Sunday 15 April 2012

CHoCo DReaM CaKe

During Eon's 2nd month birth day, I have decided to bake a chocolate cake... this occasion happened to be the same day that my mom arrived back in Singapore from USA., therefore I was so inspired to create this chocolate y temptation. In addition, I know Enzo would definitely loved a chocolate cake.

Another inspiration of this cake is the food network channel, which has been my companion these days. I've watched from a couple of baking/cooking show, from the food channel, that a dash of coffee granules in a choco batter would bring out the chocolatey goodness much better of a batter... and so I was motivated to try this... and i was never disappointed!

For this recipe, I've used a chiffon cake as my base, and concocted a chocolate whipped cream frosting. and unbelievable the taste totally rocks! truly yummy! 
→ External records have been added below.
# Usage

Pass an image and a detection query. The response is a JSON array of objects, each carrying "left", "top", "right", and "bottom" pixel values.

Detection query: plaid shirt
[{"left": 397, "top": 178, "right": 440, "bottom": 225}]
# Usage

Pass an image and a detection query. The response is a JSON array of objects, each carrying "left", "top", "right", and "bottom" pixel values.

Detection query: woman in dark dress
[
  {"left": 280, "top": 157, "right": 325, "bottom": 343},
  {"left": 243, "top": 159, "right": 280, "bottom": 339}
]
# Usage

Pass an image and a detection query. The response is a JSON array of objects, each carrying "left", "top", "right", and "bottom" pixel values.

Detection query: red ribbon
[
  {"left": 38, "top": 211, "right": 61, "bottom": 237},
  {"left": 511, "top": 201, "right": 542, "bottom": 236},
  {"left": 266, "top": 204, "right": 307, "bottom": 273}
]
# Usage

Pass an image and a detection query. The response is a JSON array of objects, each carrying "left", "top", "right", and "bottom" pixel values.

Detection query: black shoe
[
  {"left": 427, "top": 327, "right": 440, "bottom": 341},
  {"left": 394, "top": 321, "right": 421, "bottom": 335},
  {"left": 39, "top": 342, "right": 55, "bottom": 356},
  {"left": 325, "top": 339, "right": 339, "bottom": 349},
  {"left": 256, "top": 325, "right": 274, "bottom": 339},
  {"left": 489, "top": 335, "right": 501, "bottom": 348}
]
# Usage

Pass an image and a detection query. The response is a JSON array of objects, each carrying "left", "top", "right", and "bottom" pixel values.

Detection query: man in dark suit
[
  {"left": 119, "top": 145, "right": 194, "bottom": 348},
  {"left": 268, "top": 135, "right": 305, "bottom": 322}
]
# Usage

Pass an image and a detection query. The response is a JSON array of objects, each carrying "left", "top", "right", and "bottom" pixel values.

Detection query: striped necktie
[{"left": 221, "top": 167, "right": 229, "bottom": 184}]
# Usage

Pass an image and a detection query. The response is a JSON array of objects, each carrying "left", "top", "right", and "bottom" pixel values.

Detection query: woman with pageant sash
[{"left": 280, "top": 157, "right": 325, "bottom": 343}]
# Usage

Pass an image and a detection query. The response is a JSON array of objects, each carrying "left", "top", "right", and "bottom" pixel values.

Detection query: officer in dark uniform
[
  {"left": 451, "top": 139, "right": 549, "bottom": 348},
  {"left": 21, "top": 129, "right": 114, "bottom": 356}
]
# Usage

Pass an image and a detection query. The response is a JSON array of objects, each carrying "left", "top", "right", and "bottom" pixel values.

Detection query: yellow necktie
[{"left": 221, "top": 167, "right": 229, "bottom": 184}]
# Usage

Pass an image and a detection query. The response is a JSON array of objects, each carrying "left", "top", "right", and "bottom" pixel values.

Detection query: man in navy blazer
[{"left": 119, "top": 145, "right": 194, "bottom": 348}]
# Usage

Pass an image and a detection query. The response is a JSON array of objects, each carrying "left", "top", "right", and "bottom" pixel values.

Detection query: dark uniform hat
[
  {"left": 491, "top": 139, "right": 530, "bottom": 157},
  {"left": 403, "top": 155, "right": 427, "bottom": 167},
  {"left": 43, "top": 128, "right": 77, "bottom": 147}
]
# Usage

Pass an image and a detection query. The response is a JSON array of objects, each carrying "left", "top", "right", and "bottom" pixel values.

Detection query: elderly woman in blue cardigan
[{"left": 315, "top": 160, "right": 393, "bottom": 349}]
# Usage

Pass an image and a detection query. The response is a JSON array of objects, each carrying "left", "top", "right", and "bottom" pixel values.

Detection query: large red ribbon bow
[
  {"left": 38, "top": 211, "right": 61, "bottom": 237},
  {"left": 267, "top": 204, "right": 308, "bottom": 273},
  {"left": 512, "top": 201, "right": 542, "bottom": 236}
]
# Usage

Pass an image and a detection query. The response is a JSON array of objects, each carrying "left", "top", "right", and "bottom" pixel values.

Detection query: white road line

For Chocolate Chiffon cake, we need to prepare two separate batter mixture, then combine later on.

Batter 1: Cake mixture
2 cups cake flour
1/2 cup cocoa powder
3 tsp baking powder
1 tsp salt
2/3 cup canola oil (or olive oil)
7 eggyolks
1/4 cup sugar
3/4 cup water

Batter 2: Merengue
7 eggwhites
1 cup sugar
1 tsp cream of tartar
  • In a bowl, sift flour, baking powder, and salt.
  • In a separate bowl, combine eggyolks, sugar, water, oil, and cocoa powder. Beat until frothy.
  • Combine flour mixture with eggyolk mixture, and continue mixing until well blended. Texture is a gooey batter. Set aside.
  • On a separate bowl and using an electric mixer, mixegg whites and cream of tartar. Then gradually add the sugar. Whipped at maximum speed until the egg white becomes merengue in texture (like a white foam).
  • Combine batter 1 and batter 2 and fold using a rubber spatula. DO NOT MIX, but only carefully stir so not to deflate the eggwhites foam.
  • Pour the mixture in a 10 inch round cake pan or any cake pan available, lined with waxpaper, or mists with oil.
  • Place the cake pan in 175C pre heated oven for 40 minutes.

Choco Cream frosting:
2 cups whipped cream
1 cup semi-sweet chocolate
2 tbsp butter
1 cup powdered sugar
  • On a bowl, beat whipped cream until peaks. Be careful not to over beat the whipped cream or it may liquify.
  • On a separate bowl, melt the semi-sweet chocolate in a double boiler. Add 2 tbsp butter. Once melted, turn off the heat and set-aside. Combine powedered sugar with melted chocolate mix.
  • Combine whipped cream and melted chocolate mixture. Fold over.
Cake decoration:
  • Divide the chiffon cake in three. So you have three round chiffon cake of equal size.
  • Spread part of choc cream frosting at the top of 1st half of Chiffon cake, and cover with the remaining 2 layer of Chiffon cake. So we have a three layered cake.
  • Spread the remaining choco cream frosting on top and sides.
  • You may garnish with chocolate bits, chocolate pieces, crushed oreo cookies! or just simply cream frosting!
Enjoy!
key tip:
- keep the temperature of beaten cream at 1C to 5C temp.